第40話
「これは、ラ・カーム殿下」ダナ・カシムが大きな声で近寄ってきた。
「団長、お久しぶりです」
「今日は紹介したい人がいましてな」
「お隣の方ですか」
「お察しのとおり、南部方面軍のアリヌ・リセです」ダナ・カシムが伝えた。
「よろしくお願いします」アリヌ・リセが頭を下げた。
「こちらこそよろしくお願いします、お噂はかねがね聞いております」
「光栄です」
「殿下が国王となるころには、現在よりもさらに航空部隊の重要性が高まると考えております、アリヌとはうまくやっていってください」ダナ・カシムが言った。

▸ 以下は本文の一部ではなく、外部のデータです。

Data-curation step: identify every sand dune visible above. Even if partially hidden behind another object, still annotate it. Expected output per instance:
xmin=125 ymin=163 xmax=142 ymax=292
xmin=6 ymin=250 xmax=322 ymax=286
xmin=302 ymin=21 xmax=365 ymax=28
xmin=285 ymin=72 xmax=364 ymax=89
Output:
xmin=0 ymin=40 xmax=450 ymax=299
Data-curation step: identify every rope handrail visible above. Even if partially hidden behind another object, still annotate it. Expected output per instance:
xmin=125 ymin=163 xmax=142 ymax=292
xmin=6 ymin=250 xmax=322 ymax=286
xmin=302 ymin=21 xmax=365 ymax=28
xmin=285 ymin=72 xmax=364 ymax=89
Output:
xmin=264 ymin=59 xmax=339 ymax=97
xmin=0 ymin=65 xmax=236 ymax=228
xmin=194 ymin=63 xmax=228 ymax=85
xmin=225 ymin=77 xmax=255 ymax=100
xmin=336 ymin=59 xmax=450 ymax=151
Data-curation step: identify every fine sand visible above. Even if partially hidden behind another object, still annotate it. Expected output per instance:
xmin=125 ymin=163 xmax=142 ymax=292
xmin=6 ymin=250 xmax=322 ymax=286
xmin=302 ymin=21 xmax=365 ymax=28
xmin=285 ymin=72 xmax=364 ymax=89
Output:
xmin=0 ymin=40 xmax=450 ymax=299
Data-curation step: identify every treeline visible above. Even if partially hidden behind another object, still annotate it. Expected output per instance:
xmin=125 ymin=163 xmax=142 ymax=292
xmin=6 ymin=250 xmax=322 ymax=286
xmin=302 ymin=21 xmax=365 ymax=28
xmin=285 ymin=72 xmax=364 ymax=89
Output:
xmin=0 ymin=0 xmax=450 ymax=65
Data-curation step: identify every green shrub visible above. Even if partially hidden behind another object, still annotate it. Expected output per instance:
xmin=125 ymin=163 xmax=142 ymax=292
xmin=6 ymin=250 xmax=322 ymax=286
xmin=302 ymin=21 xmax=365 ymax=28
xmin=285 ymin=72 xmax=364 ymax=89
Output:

「実は僕もグリフォンの操縦については興味があって、できれば授業の中に加えてくれないか申請しているところです」
「もし、実現すれば南部方面軍は全面的に協力させて頂きます」
サーシャ・アビヌはいつもと違って緊張して、顔色が少し悪かった。
「サーシャさん大丈夫?」近づいてラ・カームが聞いた。
「こんなにたくさんの方がいらっしゃるなんて、ちょっとびっくりしてしまっています」
「緊張しないで、今日サーシャさんは招待されているんだから、美味しいものでも食べていきなよ」
「はい、殿下はすごいですね、やっぱり」
「そんなことないよ・・・」
「いえ、でも普段食べられない物ばっかりだから、食べてきます、あー、あそこのスイーツ!!私の給料じゃ手が出ないやつです!行ってきます!!」
「元気だな」少し笑いながらラ・カームは見送っていた。
北部森林の戦いに勝った直後のことでもあり、親衛隊発隊式は盛況のうちに終了した。
散会のあと、シュナイゼルと枢密院副院長マル・ラキが廊下でばったり出会った。
「マル・ラキ殿」
「シュナイゼル殿、今回は大変だったようで」
「しかし、今回のイグニクェトゥアの動き妙ですよね」シュナイゼルが言った。
「妙と言うと?」
「殿下暗殺のためなら、サイレントキラー一人をクアナ湖に向かわせればよかったのに、五軍全てで攻めてくるというのは、理解に苦しみます、まあ、そのおかげでこちらはサイレントキラー対策に専念できましたが」
「たしかに、暗殺であれば今回の動きはおかしいですね、同感です」
その話をしていたところにダナ・カシムが通りかかった。
「それは、あちらさんもメンツというものがあるんだろう」苦々しげに言った。
「メンツか」シュナイゼルが言う。
「まだ幼い殿下をサイレントキラーだけで暗殺してしまえば、国際的な非難は避けられないし、なにより五軍全て投入すれば我が軍を突破できると考えたのだろう」
「なるほど、そういう考えもあるか」シュナイゼルは分かったような分からないような顔で呟いた。